Archive for August, 2007

Sensitivity Training

Wednesday, August 29th, 2007

The HTTP specification defines the method of a request in section 5.1.1. This definition dates to 1992.

The Method token indicates the method to be performed on the resource identified by the Request-URI. The method is case-sensitive.

Various cookbooks for constructing a request refer to POST as POST, and nothing but POST.

And, yet, we get requests like this. Addresses and URIs have been obscured to protect the victim.

10.0.0.1 - - [21/Aug/2007:08:32:44 -0700] “Post /myEndpoint HTTP/1.1″ 200 254 “-” “libwww-perl/5.76″

HTTP 1.0 was published as informational RFC 1945 in 1996. That’s more than enough time for HTTP user agent developers to read the short sentence requiring case-sensitivity. Even if you come from the copy-and-paste school of programming, there’s no excuse. What are you going to say? Oops, Microsoft Word automatically proper-cased that for me?

Actually, yes, it did. In the requirements for the application interface.

Sidebar

Thursday, August 23rd, 2007

I’ve started linking outbound in my sidebar again. There’s not much point in simply including a list of subscriptions, since I haven’t updated mine, or read much of it, in ages. Instead, if I’ve talked to you recently, where “talk” includes written communications, AND I know what your address is, I’ll link.

Real Work, in the Real World

Wednesday, August 22nd, 2007

Back in May I was elected to the board of directors of the Dalton Farm Homeowners Association, and became co-chair of the grounds committee. What that means is that I’m responsible for ensuring that the grounds are maintained — that the lawn is cut, the weeds pulled, the trees trimmed, the light-bulbs changed — and improved. And then there was the family of skunks. Most of the work is administrative in nature, such as planning, seeking bids, handling contracts, and addressing complaints.

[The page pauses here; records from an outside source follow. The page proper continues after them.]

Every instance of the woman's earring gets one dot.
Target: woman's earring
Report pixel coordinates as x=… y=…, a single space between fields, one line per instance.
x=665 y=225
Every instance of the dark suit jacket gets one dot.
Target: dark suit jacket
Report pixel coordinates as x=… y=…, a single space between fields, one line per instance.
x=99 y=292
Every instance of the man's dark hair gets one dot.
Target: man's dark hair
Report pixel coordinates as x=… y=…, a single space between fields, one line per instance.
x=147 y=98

But it’s a wonderful feeling to reach out and touch something you did. Because the results are physical, the work seems so much more real than what I do for a living. I can see the results of my efforts.

Framing the Question

Tuesday, August 21st, 2007

Congress.org, a “facilitator” of civic participation, sends out an e-mail update each week which includes a simplified issue and a simpler survey question. Here’s an example from today’s mail.

Performance Pay for Teachers

In a recent speech, Congressman George Miller, Chairman of the House Education and Labor Committee, proposed “performance pay” for teachers as part of the reauthorization of the No Child Left Behind Law. What do you think?

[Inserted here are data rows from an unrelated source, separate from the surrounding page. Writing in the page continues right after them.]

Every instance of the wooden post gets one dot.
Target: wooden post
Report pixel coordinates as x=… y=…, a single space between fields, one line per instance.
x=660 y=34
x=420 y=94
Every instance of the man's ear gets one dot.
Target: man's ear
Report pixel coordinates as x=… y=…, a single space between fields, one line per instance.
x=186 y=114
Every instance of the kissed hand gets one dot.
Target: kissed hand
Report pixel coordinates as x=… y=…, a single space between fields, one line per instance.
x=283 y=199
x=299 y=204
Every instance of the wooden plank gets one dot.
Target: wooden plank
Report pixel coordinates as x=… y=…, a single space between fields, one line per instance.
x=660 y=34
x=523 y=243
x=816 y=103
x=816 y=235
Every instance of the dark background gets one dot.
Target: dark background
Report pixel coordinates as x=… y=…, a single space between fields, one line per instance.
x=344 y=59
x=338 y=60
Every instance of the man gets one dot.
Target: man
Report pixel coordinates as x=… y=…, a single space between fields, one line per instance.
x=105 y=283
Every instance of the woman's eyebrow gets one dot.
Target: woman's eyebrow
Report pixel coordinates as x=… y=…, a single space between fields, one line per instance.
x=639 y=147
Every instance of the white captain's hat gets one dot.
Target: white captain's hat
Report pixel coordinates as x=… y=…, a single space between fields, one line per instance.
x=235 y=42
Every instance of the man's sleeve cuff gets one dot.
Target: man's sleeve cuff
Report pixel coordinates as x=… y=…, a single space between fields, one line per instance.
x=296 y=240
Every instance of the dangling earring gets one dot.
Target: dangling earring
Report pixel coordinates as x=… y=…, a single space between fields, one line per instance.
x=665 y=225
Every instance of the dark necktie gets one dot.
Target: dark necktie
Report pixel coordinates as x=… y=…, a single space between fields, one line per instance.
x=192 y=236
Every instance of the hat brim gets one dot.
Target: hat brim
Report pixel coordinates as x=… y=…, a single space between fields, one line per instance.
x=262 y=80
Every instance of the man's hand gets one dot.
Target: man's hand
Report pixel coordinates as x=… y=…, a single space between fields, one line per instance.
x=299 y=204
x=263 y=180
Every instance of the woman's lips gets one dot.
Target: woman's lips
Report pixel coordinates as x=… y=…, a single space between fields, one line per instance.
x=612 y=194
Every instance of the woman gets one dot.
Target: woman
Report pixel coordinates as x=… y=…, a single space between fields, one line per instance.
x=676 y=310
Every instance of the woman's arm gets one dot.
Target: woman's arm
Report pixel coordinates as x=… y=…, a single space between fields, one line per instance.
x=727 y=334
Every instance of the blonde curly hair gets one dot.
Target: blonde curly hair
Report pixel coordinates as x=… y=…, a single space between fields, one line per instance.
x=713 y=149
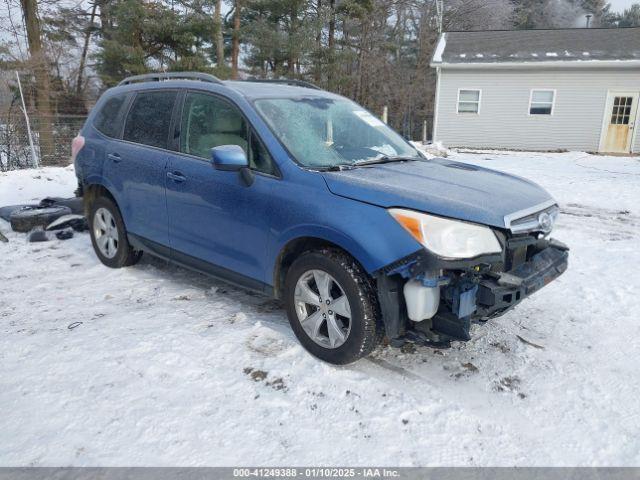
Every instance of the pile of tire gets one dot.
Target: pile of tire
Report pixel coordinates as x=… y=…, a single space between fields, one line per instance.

I think Congress should mind their own business, but that’s not the question asked.

Trade-offs

Saturday, August 11th, 2007

The troubling fact is that taking a lot of exercise and then eating a bit more food is not good for the global atmosphere. Eating less and driving to save energy would be better.

Or so says Chris Goodall, Green Party parliamentary candidate for Oxford West & Abingdon, as quoted in The (London) Times [via Eugene Volokh (via David Sucher) and John Massengale].

The troubling fact is that living is not good for the global atmosphere. Dying would be better.

Telephony Substitutes for Transportation

Friday, August 10th, 2007

One oddity of visiting my family in Virginia is that there’s little to no cellular phone coverage in Highland County. This is partially due to the landscape, and partially to the lack of antennae, though some claim it is because of the proximity to the National Radio Astronomy Observatory in Green Bank, West Virginia and another listening post in Sugar Grove. Normally, this is not such a problem, as most residences in the county do have landlines, thanks to the Universal Service Fund. It is a problem if, for example, you’re late to meet your sister three mountains and 30 minutes away just to exchange kids, but then your dad will pass the meeting point at the time you originally planned. But since there’s no cellular coverage, you can’t call to ask him to stop, so you’ll make what would be a duplicate trip.

Robert Jensen, in The Digital Provide: Information (Technology), Market Performance, and Welfare in the South Indian Fisheries Sector (Quarterly Journal of Economics, August 2007) [via The Economist], notes that a significant limitation to fish marketing is that while at sea, fishermen are unable to observe prices at any of the numerous markets spread out along the coast. Further, fishermen can typically visit only one market per day because of high transportation costs and the limited duration of the market. As a result, fishermen sell their catch almost exclusively in their local market. This led to inconsistent supplies along the coast. Some markets would have an abundance of fish, while others none at all. That all changed after the introduction of cell phones. Now the fishermen call ahead to find the most profitable market before they head to shore, and can make course corrections in transit. Supply meets demand, and everyone’s happy.

Local Honey

Thursday, August 9th, 2007

Food doesn’t get any more local than this. My younger sister’s family found they had a hive between the floor joists.